Activities and events

Old photo with elevated view of elegantly dressed dancers standing in rows in a ballroom, with a band on stage in the background and chandeliers above

The Grafton, courtesy of Liverpool Daily Post and Echo

Music scenes depend upon people participating in many different kinds of activities and events, whether it be performing, listening, dancing, collecting, running fan clubs, or combinations of these.
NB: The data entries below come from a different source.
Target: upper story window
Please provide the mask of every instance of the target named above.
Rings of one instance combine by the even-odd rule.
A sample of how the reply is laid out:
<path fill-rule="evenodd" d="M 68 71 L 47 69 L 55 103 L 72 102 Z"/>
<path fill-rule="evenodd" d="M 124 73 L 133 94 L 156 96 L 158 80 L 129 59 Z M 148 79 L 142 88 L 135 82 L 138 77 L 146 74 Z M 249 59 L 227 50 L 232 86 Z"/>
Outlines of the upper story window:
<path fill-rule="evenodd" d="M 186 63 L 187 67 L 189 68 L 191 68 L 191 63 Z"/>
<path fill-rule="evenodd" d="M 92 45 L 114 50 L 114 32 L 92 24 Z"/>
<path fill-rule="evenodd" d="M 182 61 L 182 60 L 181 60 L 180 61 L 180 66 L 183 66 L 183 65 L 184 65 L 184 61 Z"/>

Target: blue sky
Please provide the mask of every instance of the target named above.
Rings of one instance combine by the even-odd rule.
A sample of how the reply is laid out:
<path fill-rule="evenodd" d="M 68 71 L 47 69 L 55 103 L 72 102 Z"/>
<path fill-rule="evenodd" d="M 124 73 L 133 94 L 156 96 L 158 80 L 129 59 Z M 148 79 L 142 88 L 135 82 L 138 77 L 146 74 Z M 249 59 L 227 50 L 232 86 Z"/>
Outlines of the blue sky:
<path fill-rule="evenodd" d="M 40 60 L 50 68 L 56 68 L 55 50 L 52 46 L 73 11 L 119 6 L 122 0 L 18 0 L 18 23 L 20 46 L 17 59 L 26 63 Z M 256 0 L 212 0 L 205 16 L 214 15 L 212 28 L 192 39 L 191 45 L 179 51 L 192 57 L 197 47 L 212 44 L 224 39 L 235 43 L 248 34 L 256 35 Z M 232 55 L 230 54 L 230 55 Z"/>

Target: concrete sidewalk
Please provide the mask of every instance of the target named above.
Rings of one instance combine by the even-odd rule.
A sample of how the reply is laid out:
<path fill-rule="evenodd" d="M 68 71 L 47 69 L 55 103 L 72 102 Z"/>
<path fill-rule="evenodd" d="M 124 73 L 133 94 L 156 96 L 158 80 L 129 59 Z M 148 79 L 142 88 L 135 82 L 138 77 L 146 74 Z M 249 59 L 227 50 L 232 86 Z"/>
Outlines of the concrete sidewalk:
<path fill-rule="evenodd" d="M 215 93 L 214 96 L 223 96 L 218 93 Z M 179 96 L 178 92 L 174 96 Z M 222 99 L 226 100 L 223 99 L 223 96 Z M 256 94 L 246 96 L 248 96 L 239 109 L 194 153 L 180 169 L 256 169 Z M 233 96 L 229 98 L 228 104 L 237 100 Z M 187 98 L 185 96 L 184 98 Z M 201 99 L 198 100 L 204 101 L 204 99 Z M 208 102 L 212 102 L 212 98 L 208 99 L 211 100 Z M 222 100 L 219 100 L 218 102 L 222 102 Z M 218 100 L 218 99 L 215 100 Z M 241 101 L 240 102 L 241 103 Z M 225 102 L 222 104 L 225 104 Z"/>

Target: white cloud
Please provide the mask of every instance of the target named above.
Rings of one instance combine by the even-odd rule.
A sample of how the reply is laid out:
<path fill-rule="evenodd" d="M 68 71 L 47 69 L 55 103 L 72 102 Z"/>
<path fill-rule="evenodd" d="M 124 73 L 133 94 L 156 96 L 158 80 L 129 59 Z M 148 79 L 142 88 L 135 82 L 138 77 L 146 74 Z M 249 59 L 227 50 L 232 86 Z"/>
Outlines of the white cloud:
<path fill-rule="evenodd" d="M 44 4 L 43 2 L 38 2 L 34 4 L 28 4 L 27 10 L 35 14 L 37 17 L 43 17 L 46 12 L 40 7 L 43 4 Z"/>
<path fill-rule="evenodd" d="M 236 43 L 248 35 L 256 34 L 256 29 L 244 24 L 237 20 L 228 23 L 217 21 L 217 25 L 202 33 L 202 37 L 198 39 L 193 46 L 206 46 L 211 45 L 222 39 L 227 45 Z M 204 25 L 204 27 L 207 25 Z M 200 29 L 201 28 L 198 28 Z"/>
These activities and events give people pleasure but they are also about power and can tell us about wider social and political relationships and identities. The rap and ragga scenes in the African country of Malawi are a good example. In both rap and ragga scenes there are competitions that take place in city bars or community centres. These competitions are dominated by young men who usually initiate, plan and advertise them and serve as the emcees, deejays and judges. Some young women and teenage girls also participate, most commonly as spectators but occasionally as vocal performers. The women also participate through dance. Their dancing tends to be more self-controlled than that of the male dancers but a few women engage in dance styles that resist these norms, using dance to express themselves in ways that they would not in other aspects of their everyday lives (Gilman and Fenn, 2006).

We can see in this example how a scene can support patterns of male and female behaviour that are conventional within society more generally. Yet through dance activities and events some people - like the young women in Malawi - are able to occasionally challenge or resist those conventions.

Dance, with its link to pleasure and power, has been fundamental to societies and cultures across the world and a focal point for many music scenes. They include scenes as varied as the tango scenes of Helsinki and Buenos Aires, the samba scenes of Rio de Janeiro, the reggaeton scene of Havana and the northern soul scenes of Wigan and Manchester.

Liverpool has hosted a diversity of dance scenes. Local dance halls like the Locarno and the Grafton have provided a focal point for some of these scenes. The Grafton opened in 1924 to accommodate 1200 dancers. Dance band leaders Joe Loss and Victor Sylvester, American jazz band leader Duke Ellington and the Beatles all performed there and the hall is still in operation today.

During the 1920s the Grafton was a key venue for the flapper scene. The flappers were young women who went against the behaviour that was expected of them. They tended to wear short dresses and bobbed hair and to smoke and drink. They danced the Charleston, a new jazz style of dance that was introduced in 1924 and became the most popular dance of the 1920s.

During the 1930s couples danced the foxtrot and other steps at the Grafton to the music of local and visiting swing bands. During World War II the hall attracted American servicemen who met there with local girls, as told in the novel 'The Grafton Girls' (Groves, 2007). By the 1950s rock 'n' roll had arrived and the Grafton hosted groups involved with the local 'beat' scene and dance styles such as the jive and the twist.

"During the 1940s and 50s the Grafton was THE place to go. It had a sprung dancefloor and it would bounce when they jived on it. All the big bands used to come and play on there. My dad sung on the Grafton during the 50s... My mum said she only needed her hips replacing cos she wore them out jiving at the Grafton!"

By the early 1970s disc jockeys were replacing the live bands and the Grafton became part of the local disco scene. Later in the 1970s the Grafton's infamous Thursday 'grab a granny' night was launched.